We will now use our robust, Rust-inspired parser to classify every packet in the `orig_adc_1000hz.6` session, which we have confirmed contains valid ADC data. This approach correctly separates packet identification from data parsing.

In [None]:
# Filter for the correct session and apply the new parser
session_id = 'orig_adc_1000hz.6'
df_session = df.filter(pl.col('session_id') == session_id)
df_parsed = apply_parser_to_df(df_session)
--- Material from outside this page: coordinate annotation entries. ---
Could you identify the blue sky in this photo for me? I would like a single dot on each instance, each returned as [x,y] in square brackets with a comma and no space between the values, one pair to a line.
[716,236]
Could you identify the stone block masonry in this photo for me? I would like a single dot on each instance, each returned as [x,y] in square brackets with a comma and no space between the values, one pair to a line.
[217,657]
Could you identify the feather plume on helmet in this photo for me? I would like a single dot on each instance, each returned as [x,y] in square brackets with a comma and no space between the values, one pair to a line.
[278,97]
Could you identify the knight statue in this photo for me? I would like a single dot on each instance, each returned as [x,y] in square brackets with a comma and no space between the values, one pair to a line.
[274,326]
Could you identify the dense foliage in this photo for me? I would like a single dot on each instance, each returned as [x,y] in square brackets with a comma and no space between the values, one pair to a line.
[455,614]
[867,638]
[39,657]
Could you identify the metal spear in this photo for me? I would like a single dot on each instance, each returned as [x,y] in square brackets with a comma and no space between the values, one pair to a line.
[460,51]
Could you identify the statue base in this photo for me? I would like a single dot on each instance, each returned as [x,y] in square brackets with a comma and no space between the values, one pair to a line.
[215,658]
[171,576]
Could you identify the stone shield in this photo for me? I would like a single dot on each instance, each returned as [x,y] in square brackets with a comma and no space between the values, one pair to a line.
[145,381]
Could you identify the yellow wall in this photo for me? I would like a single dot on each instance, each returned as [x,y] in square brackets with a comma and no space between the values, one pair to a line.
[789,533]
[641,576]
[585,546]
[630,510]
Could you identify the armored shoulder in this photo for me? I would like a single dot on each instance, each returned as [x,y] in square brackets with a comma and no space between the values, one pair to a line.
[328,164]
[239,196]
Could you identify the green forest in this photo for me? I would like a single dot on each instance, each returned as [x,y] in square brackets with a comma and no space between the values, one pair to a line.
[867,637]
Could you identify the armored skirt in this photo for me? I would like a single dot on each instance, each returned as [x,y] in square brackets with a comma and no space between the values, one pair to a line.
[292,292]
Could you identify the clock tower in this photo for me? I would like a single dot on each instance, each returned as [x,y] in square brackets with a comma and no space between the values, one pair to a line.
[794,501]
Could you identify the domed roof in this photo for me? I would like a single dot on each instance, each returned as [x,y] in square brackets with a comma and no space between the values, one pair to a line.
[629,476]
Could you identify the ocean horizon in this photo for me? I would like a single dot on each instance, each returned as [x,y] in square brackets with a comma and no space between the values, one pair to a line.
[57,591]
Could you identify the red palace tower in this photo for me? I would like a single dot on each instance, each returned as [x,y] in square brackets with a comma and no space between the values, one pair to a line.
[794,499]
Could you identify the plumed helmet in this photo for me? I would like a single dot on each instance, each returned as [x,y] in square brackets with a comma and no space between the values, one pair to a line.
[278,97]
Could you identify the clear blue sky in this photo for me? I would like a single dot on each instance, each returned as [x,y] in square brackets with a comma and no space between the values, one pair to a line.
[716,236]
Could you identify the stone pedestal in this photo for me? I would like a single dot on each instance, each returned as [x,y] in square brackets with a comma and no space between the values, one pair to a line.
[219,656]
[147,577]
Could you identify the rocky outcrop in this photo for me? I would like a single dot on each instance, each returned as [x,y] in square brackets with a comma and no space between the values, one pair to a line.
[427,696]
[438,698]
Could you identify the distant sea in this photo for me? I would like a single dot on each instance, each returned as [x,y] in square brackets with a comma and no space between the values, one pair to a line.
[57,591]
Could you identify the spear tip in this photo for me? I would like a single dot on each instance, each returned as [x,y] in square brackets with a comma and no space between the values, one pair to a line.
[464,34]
# Show the distribution of packet types found
print("Found the following packet types:")
df_parsed['packet_type'].value_counts()

### Filtering for ADC Data

Now that the packets are classified, we can confidently filter for `ADC_DATA` packets to analyze the measurements.


In [None]:
# Filter for ADC_DATA packets and show the head
df_adc_data = df_parsed.filter(pl.col('packet_type') == 'ADC_DATA')

print(f"Found {len(df_adc_data)} valid ADC data packets.")

df_adc_data.select([
    "timestamp",
    "vbus_v",
    "ibus_a",
    "power_w",
    "temp_c"
]).head()


### Plotting ADC Data

With the data correctly parsed and filtered, we can now create a meaningful visualization.

In [None]:
# Get only packets with payloads and parse them
df_payload = df_adc.filter(pl.col("payload_hex") != "")
parsed_adc_data = parse_payloads_to_adc(df_payload)

# Show the parsed data for the first few packets
parsed_adc_data.select([
    "timestamp",
    "vbus_uv",
    "ibus_ua",
    "temp_raw"
]).head()


In [None]:
# Get only packets with payloads
df_payload = df_adc.filter(pl.col("payload_hex") != "")

# Parse ADC data from payloads
parsed_adc_data = df_payload.with_columns([
    pl.col("payload_hex").map_elements(parse_adc_data, return_dtype=pl.Object).alias("parsed_adc")
]).unnest("parsed_adc")

# Show the parsed data for the first few packets
parsed_adc_data.select([
    "timestamp",
    "vbus_uv",
    "ibus_ua",
    "temp_raw"
]).head()


### URB Transaction Analysis

We can analyze the URB transactions to find request/response pairs.


In [None]:
analyze_urb_transactions(df_adc)